For two Samoas, a singular beauty
Stopping for water along a mountain trail on the South Pacific island of Tutuila, I listened to a cheerful birdcall pierce the leafy tangle of rain forest surrounding me.
"That's the tiotala," said Pua Tuaua, a ranger working for the American Samoa National Park and my guide for the morning. "When a group of them come together and give a certain cry, rain is coming."
Tuaua said this small, blue and white kingfisher was just one of many native birds vital to the Samoan people, who first traveled by sea to the volcanic archipelago 3,000 years ago.
"Even today, we still listen for the tiotala to tell us what kind of day it's going to be," he said.
Although still in its infancy, American Samoa tourism is growing, welcoming more than 15,000 travelers from the 50 U.S. states in 2012, 4.5% more than in 2011, according to the territory's tourism bureau. One of the main attractions is certainly the national park land that travelers can explore across three islands.

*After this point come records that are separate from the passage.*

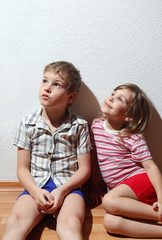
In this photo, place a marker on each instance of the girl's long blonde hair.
(139, 111)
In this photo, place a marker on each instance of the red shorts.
(142, 187)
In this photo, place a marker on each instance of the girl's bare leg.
(23, 218)
(71, 217)
(122, 202)
(131, 228)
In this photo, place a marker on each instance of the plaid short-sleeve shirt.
(53, 155)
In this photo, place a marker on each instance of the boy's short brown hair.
(66, 70)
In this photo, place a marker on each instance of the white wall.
(110, 41)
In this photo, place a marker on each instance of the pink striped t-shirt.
(118, 159)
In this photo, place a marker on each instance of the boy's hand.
(43, 199)
(157, 206)
(58, 196)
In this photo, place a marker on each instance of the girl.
(133, 179)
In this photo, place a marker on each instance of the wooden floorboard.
(93, 228)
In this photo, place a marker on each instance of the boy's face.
(53, 92)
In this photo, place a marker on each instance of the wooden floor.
(93, 228)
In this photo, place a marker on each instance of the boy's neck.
(53, 118)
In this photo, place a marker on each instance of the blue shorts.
(50, 186)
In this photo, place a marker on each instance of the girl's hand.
(58, 196)
(43, 199)
(157, 206)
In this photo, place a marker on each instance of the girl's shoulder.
(97, 121)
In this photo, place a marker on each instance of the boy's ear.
(128, 119)
(72, 97)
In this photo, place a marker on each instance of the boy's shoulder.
(31, 118)
(76, 119)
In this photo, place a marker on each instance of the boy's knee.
(109, 203)
(112, 223)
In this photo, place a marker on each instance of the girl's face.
(116, 106)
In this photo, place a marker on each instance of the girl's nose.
(111, 98)
(47, 88)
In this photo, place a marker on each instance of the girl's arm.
(77, 179)
(155, 177)
(27, 181)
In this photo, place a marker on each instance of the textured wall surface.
(110, 41)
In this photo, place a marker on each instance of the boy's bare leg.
(23, 218)
(122, 202)
(71, 217)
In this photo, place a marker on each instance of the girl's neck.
(112, 125)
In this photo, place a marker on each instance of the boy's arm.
(76, 180)
(155, 177)
(27, 181)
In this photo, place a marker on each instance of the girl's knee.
(112, 223)
(69, 228)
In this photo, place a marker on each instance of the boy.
(53, 159)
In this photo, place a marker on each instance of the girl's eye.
(57, 85)
(44, 81)
(120, 99)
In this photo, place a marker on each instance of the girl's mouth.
(45, 97)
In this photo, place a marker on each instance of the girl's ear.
(72, 97)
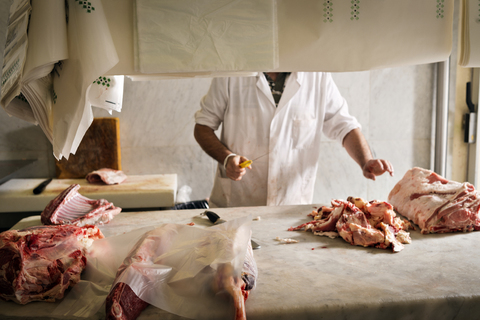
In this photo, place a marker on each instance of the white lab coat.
(290, 134)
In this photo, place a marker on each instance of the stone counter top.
(434, 277)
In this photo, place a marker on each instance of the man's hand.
(377, 167)
(233, 169)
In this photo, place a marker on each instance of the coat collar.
(293, 84)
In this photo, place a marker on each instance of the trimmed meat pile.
(361, 223)
(70, 207)
(436, 204)
(40, 263)
(106, 176)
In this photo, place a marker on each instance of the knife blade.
(215, 219)
(39, 189)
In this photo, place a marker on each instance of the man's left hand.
(377, 167)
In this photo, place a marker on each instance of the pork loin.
(40, 263)
(435, 204)
(106, 176)
(361, 223)
(70, 207)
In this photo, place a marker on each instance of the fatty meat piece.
(361, 223)
(70, 207)
(435, 204)
(40, 263)
(106, 176)
(123, 304)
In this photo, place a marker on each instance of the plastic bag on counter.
(177, 272)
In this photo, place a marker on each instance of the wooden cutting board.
(100, 148)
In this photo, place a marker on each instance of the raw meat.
(360, 223)
(106, 176)
(436, 204)
(40, 263)
(122, 302)
(70, 207)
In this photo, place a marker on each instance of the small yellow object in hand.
(245, 164)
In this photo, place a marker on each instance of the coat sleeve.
(338, 122)
(213, 104)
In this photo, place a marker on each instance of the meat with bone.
(360, 223)
(40, 263)
(106, 176)
(123, 304)
(70, 207)
(436, 204)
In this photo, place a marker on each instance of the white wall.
(394, 107)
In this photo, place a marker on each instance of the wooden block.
(100, 148)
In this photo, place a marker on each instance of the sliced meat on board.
(70, 207)
(40, 263)
(106, 176)
(435, 204)
(361, 223)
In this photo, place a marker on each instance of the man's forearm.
(209, 142)
(357, 147)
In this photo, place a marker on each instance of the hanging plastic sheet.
(338, 35)
(91, 54)
(469, 55)
(195, 36)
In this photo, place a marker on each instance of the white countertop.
(137, 191)
(434, 277)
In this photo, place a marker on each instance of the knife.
(215, 219)
(39, 189)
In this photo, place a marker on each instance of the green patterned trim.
(355, 10)
(54, 95)
(14, 68)
(440, 7)
(328, 8)
(86, 5)
(104, 81)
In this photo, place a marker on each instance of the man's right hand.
(233, 169)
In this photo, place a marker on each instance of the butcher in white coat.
(280, 117)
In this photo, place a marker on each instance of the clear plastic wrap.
(173, 271)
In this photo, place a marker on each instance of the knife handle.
(39, 189)
(213, 217)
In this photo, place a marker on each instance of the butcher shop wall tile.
(402, 103)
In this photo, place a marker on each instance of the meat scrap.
(361, 223)
(40, 263)
(106, 176)
(70, 207)
(436, 204)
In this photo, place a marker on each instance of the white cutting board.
(138, 191)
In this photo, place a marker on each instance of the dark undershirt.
(277, 86)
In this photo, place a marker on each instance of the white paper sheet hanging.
(204, 35)
(91, 54)
(14, 55)
(106, 92)
(339, 35)
(469, 55)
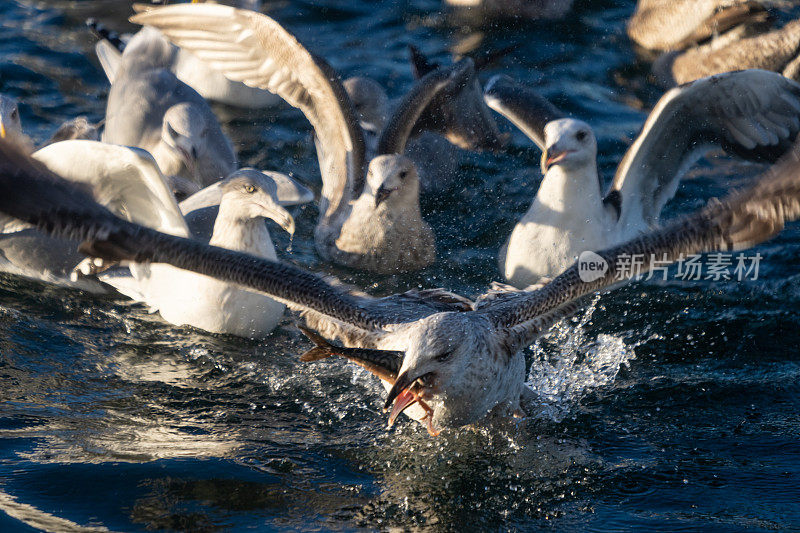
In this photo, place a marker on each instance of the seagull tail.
(104, 33)
(322, 350)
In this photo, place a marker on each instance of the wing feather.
(254, 49)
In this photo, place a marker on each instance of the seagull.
(240, 204)
(776, 51)
(445, 363)
(369, 222)
(148, 107)
(752, 113)
(209, 83)
(663, 25)
(11, 127)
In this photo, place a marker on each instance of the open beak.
(382, 194)
(551, 158)
(401, 385)
(279, 215)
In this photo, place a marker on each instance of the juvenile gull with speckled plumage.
(455, 364)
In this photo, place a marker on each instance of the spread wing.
(752, 113)
(741, 220)
(254, 49)
(395, 135)
(524, 107)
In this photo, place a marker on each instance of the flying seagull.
(369, 214)
(751, 113)
(679, 24)
(210, 83)
(445, 363)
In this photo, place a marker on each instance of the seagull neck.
(574, 190)
(235, 231)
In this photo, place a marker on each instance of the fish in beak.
(382, 194)
(385, 364)
(550, 158)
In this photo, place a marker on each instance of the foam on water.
(569, 362)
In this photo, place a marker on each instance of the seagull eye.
(171, 131)
(444, 356)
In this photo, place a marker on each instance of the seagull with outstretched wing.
(444, 361)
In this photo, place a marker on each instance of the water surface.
(665, 407)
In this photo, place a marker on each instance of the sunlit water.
(663, 406)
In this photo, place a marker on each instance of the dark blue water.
(668, 407)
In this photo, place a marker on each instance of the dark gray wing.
(741, 220)
(444, 81)
(752, 113)
(521, 105)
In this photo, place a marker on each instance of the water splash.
(569, 362)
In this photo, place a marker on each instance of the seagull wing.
(32, 193)
(440, 82)
(752, 113)
(524, 107)
(741, 220)
(125, 180)
(254, 49)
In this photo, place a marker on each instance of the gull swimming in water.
(776, 51)
(208, 82)
(679, 24)
(148, 107)
(482, 10)
(751, 113)
(240, 202)
(445, 362)
(11, 127)
(368, 220)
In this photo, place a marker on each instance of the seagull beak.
(382, 194)
(551, 158)
(401, 384)
(279, 215)
(404, 400)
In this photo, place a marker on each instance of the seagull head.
(392, 180)
(569, 143)
(253, 195)
(469, 123)
(10, 124)
(369, 102)
(185, 130)
(443, 370)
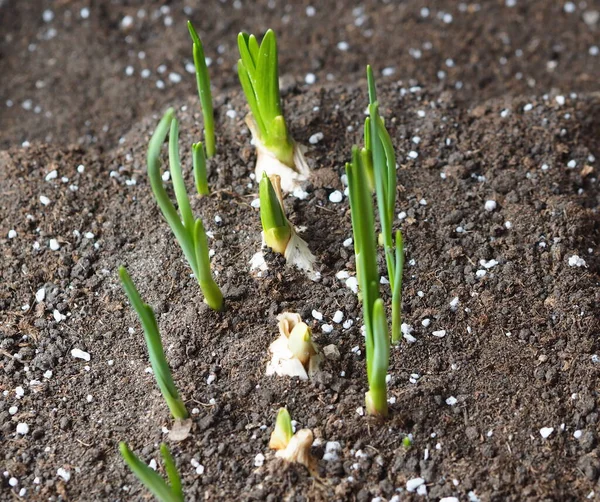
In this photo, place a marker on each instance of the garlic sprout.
(277, 153)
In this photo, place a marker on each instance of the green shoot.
(283, 432)
(259, 76)
(151, 479)
(277, 230)
(204, 93)
(199, 163)
(188, 231)
(158, 361)
(377, 339)
(379, 150)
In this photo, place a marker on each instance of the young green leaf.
(259, 76)
(151, 479)
(378, 143)
(158, 361)
(283, 432)
(171, 469)
(199, 167)
(203, 81)
(186, 232)
(376, 333)
(276, 228)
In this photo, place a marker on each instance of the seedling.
(158, 361)
(278, 233)
(163, 491)
(283, 432)
(379, 162)
(188, 231)
(199, 166)
(204, 93)
(277, 230)
(377, 338)
(277, 152)
(292, 447)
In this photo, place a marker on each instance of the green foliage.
(283, 424)
(277, 230)
(188, 231)
(199, 163)
(160, 367)
(259, 76)
(203, 81)
(151, 479)
(378, 146)
(377, 340)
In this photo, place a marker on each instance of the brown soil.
(521, 349)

My hike with Tuaua over the saddle of one of Tutuila's verdant mountain ranges was relatively short and passed first through pristine rain forest before reaching a remote beach on the park's northern boundary, occupied only by seabirds; warm, blue water; and jaw-dropping vistas of the rocky coastline.
"It's that untouched quality, I think, that makes this place so appealing from a tourism standpoint," Russ Cox, a boat captain working for Pago Pago Marine Charters, told me the next day. "Hiking, fishing, diving, snorkeling, there's just so much to do and see."